Did I mention that we’re right?
Although WorldCat Discovery Services (WDS) has come a VERY long way since June 2014, the University of Delaware Library has decided not to make the shift to OCLC’s new interface this summer. A lot of effort went into the decision, but all that hard work will not be lost. We will continue using WorldCat Local (WCL) as our primary online catalog. Does this mean we will not make the change? Of course not! Before we transition, a lot of work still remains on our end and on OCLC’s end to make sure our institution’s needs are met.
Where do we go from here?
With a WDS Task force monitoring and communicating monthly updates from OCLC, the UD Library is on the right track for change. Coming next week we will be hosting the first two WDS in-service training sessions, which are open not just to our Reference department but to the entire library staff. These two sessions should give everyone an excellent opportunity to get a hands-on look at the new interface. Most importantly, I hope these sessions will help demystify the multiple terms we use to describe our online catalog: DELCAT Discovery, WorldCat Local, and WorldCat Discovery.
With a large library and institution comes the need for many different types of training. We can’t reach everyone with one method. Needless to say, training sessions will continue throughout the fall and long past our transition to WDS. My goal is to expand out to the public this fall, gain valuable feedback (bad feedback is the best feedback), and let our findings fuel the move forward.

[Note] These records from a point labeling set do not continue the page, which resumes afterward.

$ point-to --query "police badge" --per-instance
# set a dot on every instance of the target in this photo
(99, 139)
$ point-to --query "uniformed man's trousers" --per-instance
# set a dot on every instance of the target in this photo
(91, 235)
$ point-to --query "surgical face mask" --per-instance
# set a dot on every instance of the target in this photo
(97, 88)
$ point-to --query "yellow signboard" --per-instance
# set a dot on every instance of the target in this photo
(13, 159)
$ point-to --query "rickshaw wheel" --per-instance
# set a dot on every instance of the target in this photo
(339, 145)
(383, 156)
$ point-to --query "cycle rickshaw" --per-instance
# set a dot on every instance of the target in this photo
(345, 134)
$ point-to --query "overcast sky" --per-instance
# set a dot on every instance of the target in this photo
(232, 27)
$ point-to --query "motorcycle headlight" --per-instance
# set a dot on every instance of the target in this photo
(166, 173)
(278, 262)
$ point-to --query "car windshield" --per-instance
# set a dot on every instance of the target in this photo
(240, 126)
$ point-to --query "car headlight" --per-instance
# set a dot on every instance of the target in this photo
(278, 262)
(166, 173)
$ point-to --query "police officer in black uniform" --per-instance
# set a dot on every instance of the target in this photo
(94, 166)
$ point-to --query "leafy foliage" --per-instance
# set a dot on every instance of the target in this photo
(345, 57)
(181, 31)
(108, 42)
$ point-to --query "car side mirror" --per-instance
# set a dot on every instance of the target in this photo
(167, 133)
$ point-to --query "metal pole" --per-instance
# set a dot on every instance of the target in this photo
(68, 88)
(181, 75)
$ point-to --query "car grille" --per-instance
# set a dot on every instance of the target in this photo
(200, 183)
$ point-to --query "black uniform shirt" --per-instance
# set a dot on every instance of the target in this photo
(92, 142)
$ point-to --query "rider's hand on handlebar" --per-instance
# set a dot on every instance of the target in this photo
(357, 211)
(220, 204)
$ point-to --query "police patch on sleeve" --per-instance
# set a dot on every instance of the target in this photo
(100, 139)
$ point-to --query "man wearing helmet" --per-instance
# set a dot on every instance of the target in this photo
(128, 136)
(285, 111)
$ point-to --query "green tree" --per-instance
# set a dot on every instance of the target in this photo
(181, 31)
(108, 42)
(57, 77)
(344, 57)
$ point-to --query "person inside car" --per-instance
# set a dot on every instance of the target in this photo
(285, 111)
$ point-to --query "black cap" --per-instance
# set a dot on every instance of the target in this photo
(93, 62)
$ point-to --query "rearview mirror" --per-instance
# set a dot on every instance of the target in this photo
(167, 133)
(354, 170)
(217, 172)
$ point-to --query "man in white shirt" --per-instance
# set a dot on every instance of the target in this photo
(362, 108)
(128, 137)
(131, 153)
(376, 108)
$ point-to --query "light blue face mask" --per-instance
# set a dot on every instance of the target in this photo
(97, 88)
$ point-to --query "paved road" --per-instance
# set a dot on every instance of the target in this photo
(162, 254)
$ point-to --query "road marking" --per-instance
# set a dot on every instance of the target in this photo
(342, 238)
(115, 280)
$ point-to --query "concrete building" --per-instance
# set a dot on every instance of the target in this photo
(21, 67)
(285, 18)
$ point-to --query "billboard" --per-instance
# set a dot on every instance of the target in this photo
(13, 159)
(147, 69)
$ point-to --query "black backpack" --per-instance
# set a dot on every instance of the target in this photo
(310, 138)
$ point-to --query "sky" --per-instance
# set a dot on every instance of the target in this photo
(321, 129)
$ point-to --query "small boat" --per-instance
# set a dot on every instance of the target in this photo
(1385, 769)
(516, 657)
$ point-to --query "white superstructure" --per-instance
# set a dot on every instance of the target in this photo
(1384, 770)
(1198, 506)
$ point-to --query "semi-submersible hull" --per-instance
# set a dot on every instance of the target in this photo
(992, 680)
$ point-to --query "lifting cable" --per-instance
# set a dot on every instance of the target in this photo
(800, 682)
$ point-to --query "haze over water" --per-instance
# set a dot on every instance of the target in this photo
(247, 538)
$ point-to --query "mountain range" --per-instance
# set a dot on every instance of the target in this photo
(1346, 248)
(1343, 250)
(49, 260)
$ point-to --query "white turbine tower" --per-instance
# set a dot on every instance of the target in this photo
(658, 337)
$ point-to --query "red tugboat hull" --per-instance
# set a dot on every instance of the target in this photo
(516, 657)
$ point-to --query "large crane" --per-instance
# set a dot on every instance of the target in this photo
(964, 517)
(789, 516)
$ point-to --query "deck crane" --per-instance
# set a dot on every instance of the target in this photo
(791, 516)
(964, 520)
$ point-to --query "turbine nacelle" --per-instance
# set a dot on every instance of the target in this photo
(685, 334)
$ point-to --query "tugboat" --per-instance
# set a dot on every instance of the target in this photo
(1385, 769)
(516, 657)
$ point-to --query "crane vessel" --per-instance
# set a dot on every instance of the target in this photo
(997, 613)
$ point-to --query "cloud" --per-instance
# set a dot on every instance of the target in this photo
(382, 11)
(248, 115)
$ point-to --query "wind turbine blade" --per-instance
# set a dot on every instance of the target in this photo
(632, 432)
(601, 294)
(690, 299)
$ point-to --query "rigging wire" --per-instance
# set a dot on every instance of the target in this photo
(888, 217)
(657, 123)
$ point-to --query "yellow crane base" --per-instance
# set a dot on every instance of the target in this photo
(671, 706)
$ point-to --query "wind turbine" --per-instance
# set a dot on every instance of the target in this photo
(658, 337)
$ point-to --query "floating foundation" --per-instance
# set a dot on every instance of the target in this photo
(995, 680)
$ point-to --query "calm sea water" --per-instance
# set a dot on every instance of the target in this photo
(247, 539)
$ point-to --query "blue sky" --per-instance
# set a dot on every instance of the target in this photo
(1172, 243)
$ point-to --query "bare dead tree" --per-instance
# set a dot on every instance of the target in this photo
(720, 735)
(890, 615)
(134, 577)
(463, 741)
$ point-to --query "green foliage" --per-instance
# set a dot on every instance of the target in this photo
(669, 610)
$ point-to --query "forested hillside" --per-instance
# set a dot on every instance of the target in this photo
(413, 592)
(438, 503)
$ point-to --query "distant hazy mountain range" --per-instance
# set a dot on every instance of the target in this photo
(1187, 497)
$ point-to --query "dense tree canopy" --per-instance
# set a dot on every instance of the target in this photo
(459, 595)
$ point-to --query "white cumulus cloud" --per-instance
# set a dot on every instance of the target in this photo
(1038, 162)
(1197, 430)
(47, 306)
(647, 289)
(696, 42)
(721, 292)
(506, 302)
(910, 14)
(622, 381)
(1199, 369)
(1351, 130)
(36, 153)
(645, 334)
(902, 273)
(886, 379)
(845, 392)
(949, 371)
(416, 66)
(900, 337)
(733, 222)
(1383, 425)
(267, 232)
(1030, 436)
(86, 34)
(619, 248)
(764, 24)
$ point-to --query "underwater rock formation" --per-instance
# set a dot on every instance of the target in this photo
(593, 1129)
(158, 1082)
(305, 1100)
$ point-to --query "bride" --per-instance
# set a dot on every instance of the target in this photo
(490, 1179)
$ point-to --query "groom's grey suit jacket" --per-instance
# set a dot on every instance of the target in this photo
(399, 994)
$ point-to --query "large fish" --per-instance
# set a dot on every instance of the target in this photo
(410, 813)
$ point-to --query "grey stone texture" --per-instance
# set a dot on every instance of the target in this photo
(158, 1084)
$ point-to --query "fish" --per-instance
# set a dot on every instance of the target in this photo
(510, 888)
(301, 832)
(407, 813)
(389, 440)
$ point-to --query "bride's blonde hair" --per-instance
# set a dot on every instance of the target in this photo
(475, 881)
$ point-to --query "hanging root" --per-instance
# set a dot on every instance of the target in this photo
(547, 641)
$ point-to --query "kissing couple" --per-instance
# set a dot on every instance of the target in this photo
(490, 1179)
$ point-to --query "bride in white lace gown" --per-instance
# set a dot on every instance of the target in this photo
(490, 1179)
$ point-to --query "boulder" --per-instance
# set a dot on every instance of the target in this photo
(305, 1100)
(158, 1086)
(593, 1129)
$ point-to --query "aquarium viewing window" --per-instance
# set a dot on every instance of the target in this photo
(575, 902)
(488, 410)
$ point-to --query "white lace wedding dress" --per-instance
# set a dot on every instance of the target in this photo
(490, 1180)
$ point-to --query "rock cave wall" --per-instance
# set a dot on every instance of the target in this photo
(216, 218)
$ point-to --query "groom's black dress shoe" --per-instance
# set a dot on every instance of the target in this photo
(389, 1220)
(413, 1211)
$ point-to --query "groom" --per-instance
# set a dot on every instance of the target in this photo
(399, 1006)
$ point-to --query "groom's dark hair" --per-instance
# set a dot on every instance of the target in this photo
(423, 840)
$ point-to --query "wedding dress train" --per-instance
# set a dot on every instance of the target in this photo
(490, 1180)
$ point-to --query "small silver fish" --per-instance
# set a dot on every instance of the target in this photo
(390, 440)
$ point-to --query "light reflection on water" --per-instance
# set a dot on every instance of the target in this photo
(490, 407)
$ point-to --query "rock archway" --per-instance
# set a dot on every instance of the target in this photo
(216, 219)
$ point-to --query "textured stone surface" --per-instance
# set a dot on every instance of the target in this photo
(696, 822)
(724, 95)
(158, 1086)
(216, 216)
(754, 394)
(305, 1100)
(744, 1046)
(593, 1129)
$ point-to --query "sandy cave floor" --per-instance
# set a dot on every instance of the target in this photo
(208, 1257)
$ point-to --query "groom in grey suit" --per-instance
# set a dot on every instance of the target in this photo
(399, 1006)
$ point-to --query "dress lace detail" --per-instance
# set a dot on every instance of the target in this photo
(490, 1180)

So how are we going to get the word out to the public? Honestly, we’re going to follow the footsteps of many of our smaller counterparts. Since there is no end of life date for WorldCat Local, why not stick with WCL as the main online catalog, and use WCL and WDS in tandem? I think we can all admit than neither product is perfect (what is?). If we as WMS libraries are asking OCLC over and over for more options (!) and WDS provides us with that option, why not take advantage of it? This summer we are finally adding a link to WDS to our Library’s intranet, and this summer we hope to launch the first link on our Library homepage to our beta instance of WDS. This may seem a long time coming, but this is one next step. Now we just have to decide exactly how and where this link will appear…
This blog, of course, will continue for the foreseeable future, but the content is much more interesting with input from my own colleagues and from members from other WMS libraries. I know I have mentioned this in the past, but please feel free to comment and ask about what might be most interesting to you! If I don’t know the answer, I have a plethora of smart, willing colleagues who can help out.
That’s only the start of our plans for now. Communication, training, feedback, transition, and more training. Although our decision is no…it’s no for now. We have every intention of making the shift when the time is right. Our WDS Task force will continue meeting twice a month, and we will reassess this coming November for a (hopeful) transition in January 2016 (UD’s winter session). Worst case scenario at this time is a transition in June 2016. As all academic librarians know, a major change to the library services is best done when the library is in a quiet period, so winter and summer are our only reasonable options. If can’t commit for now, bringing both interfaces to our users will both communicate and prepare.
Stay tuned next week for this problem I am having with my own acronym problem…
- I am extremely curious…have you made the plunge and shut off WorldCat Local access entirely?
- Do you use WorldCat Local in tandem with WorldCat Discovery? If so, how have your users responded?
- Do you feel as though WorldCat Discovery provides all of the functionalities you depend on in WorldCat Local? If not, what are they?